A. Le rejet d’un moyen ministériel jugé inopérant
Le ministre soutenait que l’intéressé ne pouvait recouvrer la catégorie A de son permis, faute d’avoir suivi la formation spécifique prévue par l’article D. 221-3 du code de la route. Le Conseil d’État écarte cet argument en le jugeant inopérant. Il relève d’abord que le juge des référés avait fondé sa décision sur un autre texte, à savoir l’arrêté du 17 janvier 2013, rendant le moyen soulevé par le ministre sans lien direct avec la motivation de l’ordonnance attaquée. Mais le juge de cassation ne s’arrête pas à ce constat procédural. Il choisit d’examiner le bien-fondé de l’argument au fond, dans un considérant qui dépasse la simple réponse au pourvoi. Il affirme ainsi sa volonté de trancher la question de droit sous-jacente et de ne pas laisser subsister d’incertitude sur ce point.
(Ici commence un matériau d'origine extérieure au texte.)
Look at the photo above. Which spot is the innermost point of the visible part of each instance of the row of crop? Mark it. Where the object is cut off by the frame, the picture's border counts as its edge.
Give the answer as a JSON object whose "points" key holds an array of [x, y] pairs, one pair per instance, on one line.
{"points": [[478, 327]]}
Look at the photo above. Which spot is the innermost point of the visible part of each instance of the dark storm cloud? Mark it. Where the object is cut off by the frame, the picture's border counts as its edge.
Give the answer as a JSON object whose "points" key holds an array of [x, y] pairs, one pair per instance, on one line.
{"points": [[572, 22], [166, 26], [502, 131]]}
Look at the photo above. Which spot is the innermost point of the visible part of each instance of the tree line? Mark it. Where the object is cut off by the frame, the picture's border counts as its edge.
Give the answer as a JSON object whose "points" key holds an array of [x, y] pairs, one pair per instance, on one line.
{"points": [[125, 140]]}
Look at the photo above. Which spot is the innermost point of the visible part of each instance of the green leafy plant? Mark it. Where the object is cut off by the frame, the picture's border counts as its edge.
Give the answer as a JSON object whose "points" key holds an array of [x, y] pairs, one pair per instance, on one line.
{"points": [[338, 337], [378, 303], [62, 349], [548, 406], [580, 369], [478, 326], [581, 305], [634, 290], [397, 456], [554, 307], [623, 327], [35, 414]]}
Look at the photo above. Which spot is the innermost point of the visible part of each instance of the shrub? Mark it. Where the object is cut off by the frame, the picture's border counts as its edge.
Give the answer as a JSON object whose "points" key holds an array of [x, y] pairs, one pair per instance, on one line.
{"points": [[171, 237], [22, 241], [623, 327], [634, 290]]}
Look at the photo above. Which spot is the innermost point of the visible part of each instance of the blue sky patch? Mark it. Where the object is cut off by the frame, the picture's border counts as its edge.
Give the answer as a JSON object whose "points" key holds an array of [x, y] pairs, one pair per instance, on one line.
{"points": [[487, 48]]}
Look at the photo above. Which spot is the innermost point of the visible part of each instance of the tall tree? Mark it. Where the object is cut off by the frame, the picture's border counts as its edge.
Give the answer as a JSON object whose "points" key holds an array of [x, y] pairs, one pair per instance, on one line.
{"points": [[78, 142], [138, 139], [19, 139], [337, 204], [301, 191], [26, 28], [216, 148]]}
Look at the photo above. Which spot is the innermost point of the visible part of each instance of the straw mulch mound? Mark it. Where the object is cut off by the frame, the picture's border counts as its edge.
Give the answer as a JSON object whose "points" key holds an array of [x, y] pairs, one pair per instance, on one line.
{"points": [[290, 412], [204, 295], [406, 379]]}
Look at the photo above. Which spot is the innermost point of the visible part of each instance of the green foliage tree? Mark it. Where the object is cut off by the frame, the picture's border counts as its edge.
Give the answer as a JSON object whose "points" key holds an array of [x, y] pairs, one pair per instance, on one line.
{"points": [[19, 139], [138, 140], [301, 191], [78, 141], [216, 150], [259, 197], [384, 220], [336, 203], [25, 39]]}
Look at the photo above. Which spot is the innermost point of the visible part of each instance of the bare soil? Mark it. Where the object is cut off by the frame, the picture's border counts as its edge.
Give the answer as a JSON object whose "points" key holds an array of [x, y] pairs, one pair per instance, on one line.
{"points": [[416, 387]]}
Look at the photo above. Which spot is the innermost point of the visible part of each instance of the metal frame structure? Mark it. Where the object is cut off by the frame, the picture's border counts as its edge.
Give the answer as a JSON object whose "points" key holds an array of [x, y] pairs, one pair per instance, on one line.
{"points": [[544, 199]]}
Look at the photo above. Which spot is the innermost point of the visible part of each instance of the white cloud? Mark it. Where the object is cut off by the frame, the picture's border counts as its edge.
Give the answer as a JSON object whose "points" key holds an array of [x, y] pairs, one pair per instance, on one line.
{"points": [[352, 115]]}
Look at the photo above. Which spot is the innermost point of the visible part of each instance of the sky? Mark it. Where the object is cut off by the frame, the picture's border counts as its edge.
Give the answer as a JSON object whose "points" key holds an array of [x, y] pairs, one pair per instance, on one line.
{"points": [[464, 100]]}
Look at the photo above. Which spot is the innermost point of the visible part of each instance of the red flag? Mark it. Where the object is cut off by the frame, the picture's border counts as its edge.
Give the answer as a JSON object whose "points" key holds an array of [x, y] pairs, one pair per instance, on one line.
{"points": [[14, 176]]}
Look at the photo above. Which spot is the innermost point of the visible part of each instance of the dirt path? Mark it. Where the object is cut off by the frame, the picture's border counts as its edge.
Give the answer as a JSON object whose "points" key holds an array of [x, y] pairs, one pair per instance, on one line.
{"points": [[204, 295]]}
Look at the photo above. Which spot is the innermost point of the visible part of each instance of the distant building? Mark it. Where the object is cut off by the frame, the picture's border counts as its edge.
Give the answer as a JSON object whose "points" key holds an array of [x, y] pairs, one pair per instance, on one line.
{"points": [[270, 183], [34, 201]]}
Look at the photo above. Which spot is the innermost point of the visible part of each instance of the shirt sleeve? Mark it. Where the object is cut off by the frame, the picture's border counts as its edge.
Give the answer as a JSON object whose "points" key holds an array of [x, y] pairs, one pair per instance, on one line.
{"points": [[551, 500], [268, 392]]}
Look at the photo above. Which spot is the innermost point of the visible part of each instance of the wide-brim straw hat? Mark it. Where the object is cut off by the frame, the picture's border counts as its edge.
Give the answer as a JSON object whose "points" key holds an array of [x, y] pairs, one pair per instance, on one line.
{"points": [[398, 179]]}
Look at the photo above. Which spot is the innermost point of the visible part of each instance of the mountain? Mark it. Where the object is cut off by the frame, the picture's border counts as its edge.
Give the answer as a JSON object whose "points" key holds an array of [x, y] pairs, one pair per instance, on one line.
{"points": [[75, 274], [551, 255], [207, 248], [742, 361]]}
B. La clarification des exigences pour le recouvrement des droits à conduire
Le Conseil d’État livre une interprétation claire et pragmatique des textes en vigueur. Il précise, dans un *obiter dictum* de principe, que les dispositions relatives à la formation complémentaire pour l’obtention de la catégorie A par les titulaires de la catégorie A2 ne s’appliquent pas dans le cas d’une demande de restitution d’un permis invalidé. Il énonce en effet que « ces dispositions n’imposent pas au titulaire d’un permis annulé ou invalidé qui comportait la catégorie A, de justifier, pour recouvrer le droit de conduire des véhicules de cette catégorie, du suivi d’une formation ». La seule condition est que le conducteur satisfasse à l’ensemble des exigences prévues par l’article R. 224-20 du code de la route, qui gouverne spécifiquement le recouvrement des droits après une annulation ou une invalidation. Cette solution distingue ainsi le régime de l’acquisition initiale d’une catégorie de permis de celui de sa simple restitution. La portée de cette décision est significative : elle protège les droits acquis des conducteurs et évite que l’administration n’impose des contraintes supplémentaires non prévues par les textes spécifiques. Elle consacre une lecture logique et équitable du droit, considérant que la sanction de l’invalidation n’a pas pour effet d’effacer les compétences déjà validées par l’obtention antérieure du permis.